En la medida que dejemos que el Señor transforme nuestros yermos, nuestros desiertos interiores, para que florezca todo aquello que pensábamos que jamás podría brotar allí, podremos comunicar a otros, con palabras, pero sobre todo con obras, que hay razones para tener ánimo, para tener esperanza.
Y entonces las manos cansadas, que no se tendían a los otros, se fortalecerán; las rodillas vacilantes, de los que no sabían hacia dónde encaminar sus pasos, se afianzarán. Los de corazón apocado, que habían perdido la esperanza, la recuperarán.
Se iluminarán los ojos de los ciegos, que eran incapaces de descubrir a Jesús presente en sus vidas; se abrirán los oídos de los que estaban sordos a Su Palabra; saltarán los cojos, que eran incapaces de ir al encuentro de los demás; las lenguas de los mudos que no podían alabar a Dios, cantarán Sus maravillas.

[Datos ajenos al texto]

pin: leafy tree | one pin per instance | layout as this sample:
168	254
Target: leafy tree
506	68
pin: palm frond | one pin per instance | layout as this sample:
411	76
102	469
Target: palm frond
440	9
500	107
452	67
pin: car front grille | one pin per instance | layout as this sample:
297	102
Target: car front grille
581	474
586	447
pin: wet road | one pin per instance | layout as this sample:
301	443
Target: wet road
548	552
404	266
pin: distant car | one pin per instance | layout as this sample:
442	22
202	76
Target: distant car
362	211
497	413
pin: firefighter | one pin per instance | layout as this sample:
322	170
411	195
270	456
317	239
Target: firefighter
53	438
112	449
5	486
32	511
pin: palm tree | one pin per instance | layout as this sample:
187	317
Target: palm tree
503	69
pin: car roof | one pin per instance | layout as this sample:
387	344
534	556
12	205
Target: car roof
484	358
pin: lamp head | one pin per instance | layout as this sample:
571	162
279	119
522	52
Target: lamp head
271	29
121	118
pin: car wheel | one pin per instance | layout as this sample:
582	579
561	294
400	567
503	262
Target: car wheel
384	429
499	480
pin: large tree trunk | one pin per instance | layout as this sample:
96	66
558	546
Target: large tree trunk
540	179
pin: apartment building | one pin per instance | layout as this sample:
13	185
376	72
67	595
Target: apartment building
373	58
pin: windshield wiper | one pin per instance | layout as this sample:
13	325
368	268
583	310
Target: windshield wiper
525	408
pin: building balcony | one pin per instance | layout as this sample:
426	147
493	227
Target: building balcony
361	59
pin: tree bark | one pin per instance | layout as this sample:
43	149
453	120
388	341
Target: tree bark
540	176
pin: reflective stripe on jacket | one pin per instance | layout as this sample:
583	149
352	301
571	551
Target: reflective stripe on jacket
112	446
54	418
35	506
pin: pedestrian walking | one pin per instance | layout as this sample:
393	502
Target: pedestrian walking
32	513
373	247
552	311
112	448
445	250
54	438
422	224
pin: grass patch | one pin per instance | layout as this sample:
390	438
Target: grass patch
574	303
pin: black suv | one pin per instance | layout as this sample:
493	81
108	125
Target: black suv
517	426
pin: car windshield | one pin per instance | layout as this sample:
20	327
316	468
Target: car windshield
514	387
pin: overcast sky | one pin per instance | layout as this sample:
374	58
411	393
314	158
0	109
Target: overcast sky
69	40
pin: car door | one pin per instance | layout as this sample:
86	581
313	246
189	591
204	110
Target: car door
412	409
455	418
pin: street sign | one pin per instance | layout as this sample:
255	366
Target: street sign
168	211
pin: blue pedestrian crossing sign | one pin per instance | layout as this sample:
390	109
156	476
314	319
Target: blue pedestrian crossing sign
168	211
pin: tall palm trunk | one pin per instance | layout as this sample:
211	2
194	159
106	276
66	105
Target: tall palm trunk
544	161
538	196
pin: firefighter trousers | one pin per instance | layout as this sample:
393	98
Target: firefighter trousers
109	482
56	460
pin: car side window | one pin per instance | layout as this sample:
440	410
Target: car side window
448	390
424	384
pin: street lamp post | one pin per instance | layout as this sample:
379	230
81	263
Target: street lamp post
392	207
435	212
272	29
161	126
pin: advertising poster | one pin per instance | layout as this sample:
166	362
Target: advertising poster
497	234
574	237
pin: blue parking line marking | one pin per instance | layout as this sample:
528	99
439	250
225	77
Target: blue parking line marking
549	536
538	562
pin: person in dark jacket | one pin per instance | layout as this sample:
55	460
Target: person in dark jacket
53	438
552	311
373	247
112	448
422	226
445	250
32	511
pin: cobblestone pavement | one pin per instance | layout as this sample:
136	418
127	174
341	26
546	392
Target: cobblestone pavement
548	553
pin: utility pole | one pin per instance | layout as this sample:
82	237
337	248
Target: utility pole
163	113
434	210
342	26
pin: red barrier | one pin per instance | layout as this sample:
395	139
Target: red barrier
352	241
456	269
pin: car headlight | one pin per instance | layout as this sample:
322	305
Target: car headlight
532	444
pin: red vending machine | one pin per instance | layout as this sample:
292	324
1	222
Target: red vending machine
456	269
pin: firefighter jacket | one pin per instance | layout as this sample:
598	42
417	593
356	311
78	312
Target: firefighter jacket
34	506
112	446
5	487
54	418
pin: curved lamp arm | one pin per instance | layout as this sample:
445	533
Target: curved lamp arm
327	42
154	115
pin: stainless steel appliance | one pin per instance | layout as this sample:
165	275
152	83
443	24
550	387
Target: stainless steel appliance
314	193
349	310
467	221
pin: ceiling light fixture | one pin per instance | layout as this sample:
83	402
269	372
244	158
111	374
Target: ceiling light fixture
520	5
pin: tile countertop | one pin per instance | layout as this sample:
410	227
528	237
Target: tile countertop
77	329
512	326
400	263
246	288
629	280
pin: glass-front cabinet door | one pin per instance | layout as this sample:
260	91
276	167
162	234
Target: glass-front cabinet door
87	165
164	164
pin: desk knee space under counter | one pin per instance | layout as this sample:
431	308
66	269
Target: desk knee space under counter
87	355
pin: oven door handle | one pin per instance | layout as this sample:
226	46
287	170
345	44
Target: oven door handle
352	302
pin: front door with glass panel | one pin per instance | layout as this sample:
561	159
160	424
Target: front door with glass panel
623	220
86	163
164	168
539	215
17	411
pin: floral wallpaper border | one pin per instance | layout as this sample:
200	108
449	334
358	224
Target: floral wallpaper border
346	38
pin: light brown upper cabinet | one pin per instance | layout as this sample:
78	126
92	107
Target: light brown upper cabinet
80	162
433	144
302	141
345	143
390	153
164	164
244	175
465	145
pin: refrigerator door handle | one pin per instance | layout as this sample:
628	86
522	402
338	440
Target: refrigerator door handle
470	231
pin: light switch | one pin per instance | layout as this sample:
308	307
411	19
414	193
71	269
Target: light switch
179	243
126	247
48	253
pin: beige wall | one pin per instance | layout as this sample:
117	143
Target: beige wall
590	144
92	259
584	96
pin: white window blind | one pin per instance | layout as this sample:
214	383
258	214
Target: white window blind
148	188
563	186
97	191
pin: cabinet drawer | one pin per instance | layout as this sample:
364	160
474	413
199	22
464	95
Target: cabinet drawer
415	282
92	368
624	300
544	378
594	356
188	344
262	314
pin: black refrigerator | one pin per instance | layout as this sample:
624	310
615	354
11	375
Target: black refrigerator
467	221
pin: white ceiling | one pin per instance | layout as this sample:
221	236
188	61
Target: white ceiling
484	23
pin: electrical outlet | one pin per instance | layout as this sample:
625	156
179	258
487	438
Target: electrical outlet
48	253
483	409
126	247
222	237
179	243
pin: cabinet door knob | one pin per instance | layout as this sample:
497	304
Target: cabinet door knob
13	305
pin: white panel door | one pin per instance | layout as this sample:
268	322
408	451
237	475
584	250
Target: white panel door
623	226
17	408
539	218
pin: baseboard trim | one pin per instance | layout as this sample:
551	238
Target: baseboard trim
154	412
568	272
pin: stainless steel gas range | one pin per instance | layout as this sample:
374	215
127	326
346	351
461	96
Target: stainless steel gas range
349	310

En este Tercer Domingo de Adviento, conocido como ‘Domingo de la Alegría’ o Domingo Gaudete’ (gaudete significa: ‘alegraos’), se nos invita a regocijarnos porque el Señor que viene a salvarnos, a liberarnos, está cada vez más cerca.
Como el enfermo que ha pasado muchos días en un hospital y ya va a ser dado de alta, y espera atento a oír los pasos de sus familiares que vienen por él; como el preso que lleva mucho tiempo encerrado, y sabe que ya saldrá y ansía escuchar el ruido de cerrojos que se abren conforme se aproximan a su celda los que lo conducirán afuera, a la libertad, también nosotros nos llenamos de emoción y de gozo, ante los pasos que resuenan cada vez más próximos, los del Señor que llega sin tardanza. Viene a rescatarnos, a alegrarnos saciando la sed de nuestro yermo, cubriendo de flores nuestro desierto, colmando nuestra esperanza.